Mahasiswa Difabel Mataram Soroti Isu Pendidikan dalam Dialog Publik

Di tengah sorotan publik terhadap isu-isu nasional, suara kelompok marjinal seringkali membawa perspektif yang sangat berharga. Salah satu contoh penting adalah ketika Mahasiswa Difabel Mataram mengambil panggung dalam sebuah dialog publik, secara khusus menyoroti berbagai isu krusial dalam pendidikan. Keberanian dan ketegasan Mahasiswa Difabel ini patut diapresiasi, karena mereka tidak hanya menyuarakan keluhan, tetapi juga mengajukan solusi dan tuntutan konkret demi terwujudnya pendidikan yang lebih inklusif. Artikel ini akan membahas poin-poin utama yang disoroti oleh Mahasiswa Difabel dari Mataram dalam kesempatan tersebut.

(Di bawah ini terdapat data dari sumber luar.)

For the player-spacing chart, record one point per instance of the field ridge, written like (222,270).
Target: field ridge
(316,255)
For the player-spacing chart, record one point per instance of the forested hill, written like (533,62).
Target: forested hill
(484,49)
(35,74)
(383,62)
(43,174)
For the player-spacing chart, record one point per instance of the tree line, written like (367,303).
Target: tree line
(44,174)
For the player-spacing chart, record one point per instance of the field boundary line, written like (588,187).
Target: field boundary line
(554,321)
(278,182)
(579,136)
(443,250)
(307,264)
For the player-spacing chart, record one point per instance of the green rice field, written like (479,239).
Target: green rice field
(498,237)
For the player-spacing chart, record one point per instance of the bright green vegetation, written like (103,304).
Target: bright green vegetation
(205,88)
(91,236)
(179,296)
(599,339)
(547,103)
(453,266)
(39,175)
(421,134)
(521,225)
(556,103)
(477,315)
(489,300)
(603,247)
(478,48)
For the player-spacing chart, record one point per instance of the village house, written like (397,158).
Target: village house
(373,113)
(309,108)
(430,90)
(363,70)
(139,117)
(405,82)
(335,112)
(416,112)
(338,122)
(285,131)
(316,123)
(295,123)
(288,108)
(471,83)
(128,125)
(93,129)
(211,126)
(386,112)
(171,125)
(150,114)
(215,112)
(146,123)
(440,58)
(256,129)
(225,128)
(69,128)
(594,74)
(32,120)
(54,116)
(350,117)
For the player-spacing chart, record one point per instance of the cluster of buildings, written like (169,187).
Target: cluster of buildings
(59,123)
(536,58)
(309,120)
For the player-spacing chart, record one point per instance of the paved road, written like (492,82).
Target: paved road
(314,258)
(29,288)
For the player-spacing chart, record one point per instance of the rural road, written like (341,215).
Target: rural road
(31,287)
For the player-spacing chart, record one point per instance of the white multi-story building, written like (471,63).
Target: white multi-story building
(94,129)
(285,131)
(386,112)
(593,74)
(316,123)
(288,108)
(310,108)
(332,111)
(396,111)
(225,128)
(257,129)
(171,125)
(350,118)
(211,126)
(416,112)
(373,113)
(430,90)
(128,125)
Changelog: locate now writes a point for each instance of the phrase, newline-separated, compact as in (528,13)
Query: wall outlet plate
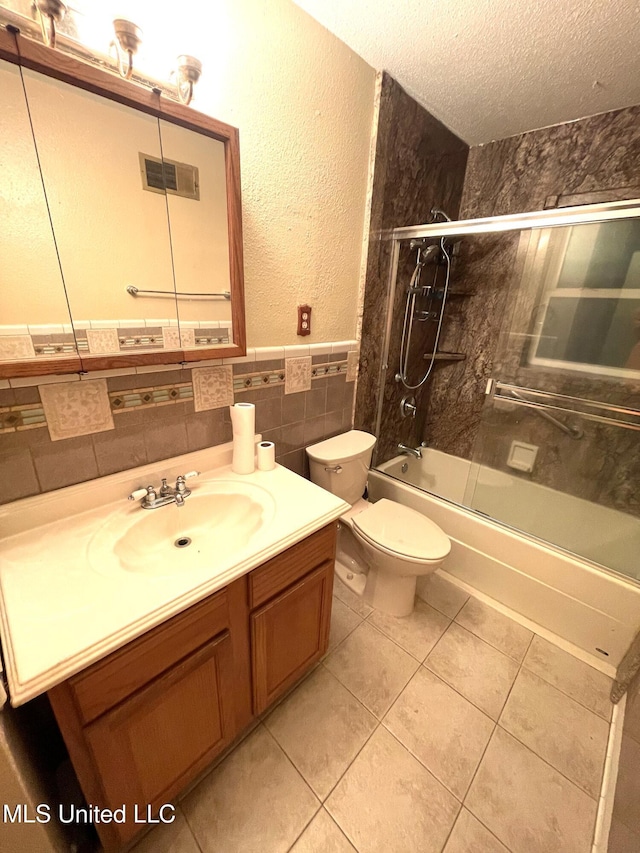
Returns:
(304,320)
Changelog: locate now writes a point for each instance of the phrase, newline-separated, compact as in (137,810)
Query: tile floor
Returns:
(455,730)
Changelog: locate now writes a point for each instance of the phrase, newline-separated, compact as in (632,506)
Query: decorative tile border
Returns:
(149,398)
(76,408)
(58,340)
(297,374)
(334,368)
(323,360)
(18,418)
(212,387)
(251,381)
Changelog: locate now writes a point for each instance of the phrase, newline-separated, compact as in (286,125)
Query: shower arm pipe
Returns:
(384,361)
(573,432)
(566,216)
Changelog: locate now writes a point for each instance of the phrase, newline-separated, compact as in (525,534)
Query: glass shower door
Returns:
(557,453)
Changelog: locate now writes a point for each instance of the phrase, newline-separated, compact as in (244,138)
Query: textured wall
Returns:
(304,103)
(419,164)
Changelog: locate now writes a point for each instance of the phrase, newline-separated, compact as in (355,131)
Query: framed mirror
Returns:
(142,199)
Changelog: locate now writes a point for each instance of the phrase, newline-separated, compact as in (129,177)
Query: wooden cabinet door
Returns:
(289,634)
(152,744)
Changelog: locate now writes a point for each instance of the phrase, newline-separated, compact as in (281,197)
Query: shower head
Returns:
(431,253)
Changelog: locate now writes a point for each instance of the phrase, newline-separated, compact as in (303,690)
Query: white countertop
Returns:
(58,614)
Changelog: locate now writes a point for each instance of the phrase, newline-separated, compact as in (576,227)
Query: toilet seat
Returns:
(400,531)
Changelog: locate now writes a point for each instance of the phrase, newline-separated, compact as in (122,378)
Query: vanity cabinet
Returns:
(147,719)
(291,615)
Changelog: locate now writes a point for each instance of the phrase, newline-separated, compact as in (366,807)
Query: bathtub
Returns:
(580,602)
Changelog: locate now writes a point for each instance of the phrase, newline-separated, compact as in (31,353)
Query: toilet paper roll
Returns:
(266,456)
(243,418)
(243,421)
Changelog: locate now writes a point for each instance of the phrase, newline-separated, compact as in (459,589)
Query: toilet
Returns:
(383,547)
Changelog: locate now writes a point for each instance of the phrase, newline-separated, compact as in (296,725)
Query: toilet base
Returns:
(390,593)
(355,581)
(387,593)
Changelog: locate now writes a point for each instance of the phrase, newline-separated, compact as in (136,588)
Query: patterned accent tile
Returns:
(144,398)
(251,381)
(212,387)
(353,359)
(170,337)
(188,339)
(103,341)
(297,375)
(17,418)
(334,368)
(14,347)
(76,408)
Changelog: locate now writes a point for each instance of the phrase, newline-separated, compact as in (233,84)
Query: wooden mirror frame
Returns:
(37,57)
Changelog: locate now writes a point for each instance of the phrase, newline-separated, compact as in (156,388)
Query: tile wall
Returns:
(59,430)
(624,835)
(419,164)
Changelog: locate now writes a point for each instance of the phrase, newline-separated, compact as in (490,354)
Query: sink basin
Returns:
(218,519)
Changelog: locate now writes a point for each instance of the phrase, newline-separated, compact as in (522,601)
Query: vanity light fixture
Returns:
(188,74)
(50,12)
(128,36)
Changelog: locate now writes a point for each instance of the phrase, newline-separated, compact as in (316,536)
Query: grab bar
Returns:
(134,291)
(573,432)
(579,401)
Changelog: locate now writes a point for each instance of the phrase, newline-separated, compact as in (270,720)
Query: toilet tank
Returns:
(341,464)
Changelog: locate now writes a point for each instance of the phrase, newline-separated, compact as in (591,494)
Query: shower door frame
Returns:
(555,218)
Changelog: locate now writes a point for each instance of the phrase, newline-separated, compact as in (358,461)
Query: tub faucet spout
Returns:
(416,452)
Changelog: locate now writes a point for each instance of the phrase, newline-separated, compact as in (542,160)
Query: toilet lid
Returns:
(401,530)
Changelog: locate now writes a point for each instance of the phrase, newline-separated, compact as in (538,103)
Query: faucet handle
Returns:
(180,484)
(138,494)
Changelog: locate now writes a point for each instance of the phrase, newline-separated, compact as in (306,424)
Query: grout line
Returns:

Para Mahasiswa Difabel Mataram memahami betul tantangan yang ada di lapangan. Mereka bukan hanya melihat dari kacamata teori, melainkan merasakan langsung hambatan-hambatan yang kerap terjadi di lingkungan pendidikan.

  • Aksesibilitas Fisik yang Masih Minim: Salah satu isu utama yang disoroti adalah kurangnya fasilitas fisik yang ramah disabilitas di banyak institusi pendidikan, mulai dari jenjang dasar hingga perguruan tinggi. Ini mencakup ketiadaan ramp untuk pengguna kursi roda, lift yang tidak berfungsi, toilet yang tidak standar, hingga desain ruangan yang sempit dan sulit dijangkau. “Bagaimana kami bisa belajar optimal jika untuk mencapai kelas saja sudah menjadi perjuangan?” mungkin menjadi pertanyaan retoris yang sering mereka rasakan.
  • Ketersediaan Materi Pembelajaran Adaptif: Selain hambatan fisik, Mahasiswa Difabel juga menyoroti minimnya materi pembelajaran yang disajikan dalam format adaptif. Misalnya, bagi mahasiswa tunanetra, ketersediaan buku Braille atau audiobook masih sangat terbatas. Demikian pula bagi mahasiswa tunarungu, ketiadaan juru bahasa isyarat yang profesional di kelas seringkali menjadi penghalang komunikasi. Mereka berharap ada standar baku dan alokasi anggaran khusus untuk pengadaan materi-materi ini.
  • Kualitas Tenaga Pendidik Inklusif: Isu lain yang tak kalah penting adalah kompetensi dosen atau guru dalam mengajar siswa/mahasiswa difabel. Masih banyak tenaga pendidik yang belum memiliki pemahaman atau keterampilan khusus untuk mengakomodasi kebutuhan belajar yang beragam. Pelatihan berkala dan kurikulum inklusif bagi calon guru/dosen menjadi salah satu tuntutan krusial.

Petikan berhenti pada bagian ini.